France to probe Abu Dhabi crown prince over torture accusations in Yemen
French authorities are opening an investigation into allegations that Abu Dhabi Crown Prince Mohammed bin Zayed Al Nahyan has been complicit in acts of torture in Yemen, where the UAE, along with Saudi Arabia and its allies, has been waging a years-long bloody war.
Citing multiple sources with knowledge of the case, AFP reported on Friday that a French investigating magistrate had been mandated to take on the probe.
Bin Zayed is deputy supreme commander of the UAE armed forces and a close ally of Saudi Arabia’s Crown Prince Mohammed bin Salman.
An initial inquiry was launched against bin Zayed last October after two complaints were filed during his visit to Paris in November 2018.

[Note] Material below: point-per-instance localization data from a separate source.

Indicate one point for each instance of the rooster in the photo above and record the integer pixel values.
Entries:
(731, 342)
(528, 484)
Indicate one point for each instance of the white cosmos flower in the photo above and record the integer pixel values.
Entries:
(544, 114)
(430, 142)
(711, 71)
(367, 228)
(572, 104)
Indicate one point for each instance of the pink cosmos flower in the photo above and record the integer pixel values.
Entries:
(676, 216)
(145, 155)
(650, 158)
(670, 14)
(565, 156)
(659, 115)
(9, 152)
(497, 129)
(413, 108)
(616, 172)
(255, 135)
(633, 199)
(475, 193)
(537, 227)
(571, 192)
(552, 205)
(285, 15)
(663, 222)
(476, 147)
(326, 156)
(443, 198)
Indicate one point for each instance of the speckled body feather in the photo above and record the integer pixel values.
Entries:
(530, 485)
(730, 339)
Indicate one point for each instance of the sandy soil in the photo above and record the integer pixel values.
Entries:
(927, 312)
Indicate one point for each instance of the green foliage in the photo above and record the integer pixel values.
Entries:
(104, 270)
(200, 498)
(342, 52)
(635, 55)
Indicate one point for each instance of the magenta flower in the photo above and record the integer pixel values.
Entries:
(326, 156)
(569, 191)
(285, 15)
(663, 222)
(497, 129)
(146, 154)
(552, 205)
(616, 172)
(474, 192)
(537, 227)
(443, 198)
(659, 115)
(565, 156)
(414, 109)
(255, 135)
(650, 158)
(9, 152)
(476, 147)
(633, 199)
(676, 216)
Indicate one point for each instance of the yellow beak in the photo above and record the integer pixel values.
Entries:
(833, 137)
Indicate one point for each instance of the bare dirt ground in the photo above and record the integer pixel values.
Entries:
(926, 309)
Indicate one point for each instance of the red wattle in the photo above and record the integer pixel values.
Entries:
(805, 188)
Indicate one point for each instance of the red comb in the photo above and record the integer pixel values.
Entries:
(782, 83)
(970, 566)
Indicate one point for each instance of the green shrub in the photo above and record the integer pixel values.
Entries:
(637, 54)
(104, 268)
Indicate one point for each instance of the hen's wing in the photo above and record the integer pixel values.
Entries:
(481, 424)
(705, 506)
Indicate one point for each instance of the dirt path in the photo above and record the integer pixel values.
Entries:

Six Yemenis had lodged a complaint with a judge specializing in crimes against humanity in Paris over acts of torture committed in UAE-run detention centers in Yemen.
The complaint alleges that bin Zayed is likely to have provided the “means and orders for these violations to be carried out”.
“My clients welcome the opening of this probe and have great hope in French justice,” said lawyer Joseph Breham representing the six Yemenis.
The United Arab Emirates is Saudi Arabia’s key partner in its devastating war on Yemen, which began in March 2015 with the arms support from certain Western countries.
The purported aim was to return to power a Riyadh-backed former regime and defeat the popular Houthi Ansarullah movement that took control of state matters after the resignation of the then president and his government.
Besides playing a significant part in aerial assaults and deploying troops to Yemen, the UAE has been training militants fighting on the ground against the Yemeni armed forces and allied fighters.
Additionally, the UAE is running secret prisons in Yemen’s southern regions, which are mostly occupied by Abu Dhabi-backed separatists.
The United Nations refers to the situation in Yemen as the world’s worst humanitarian crisis as the war has killed tens of thousands of Yemenis and left 80 percent of the impoverished state’s 29 million people dependent on aid for survival.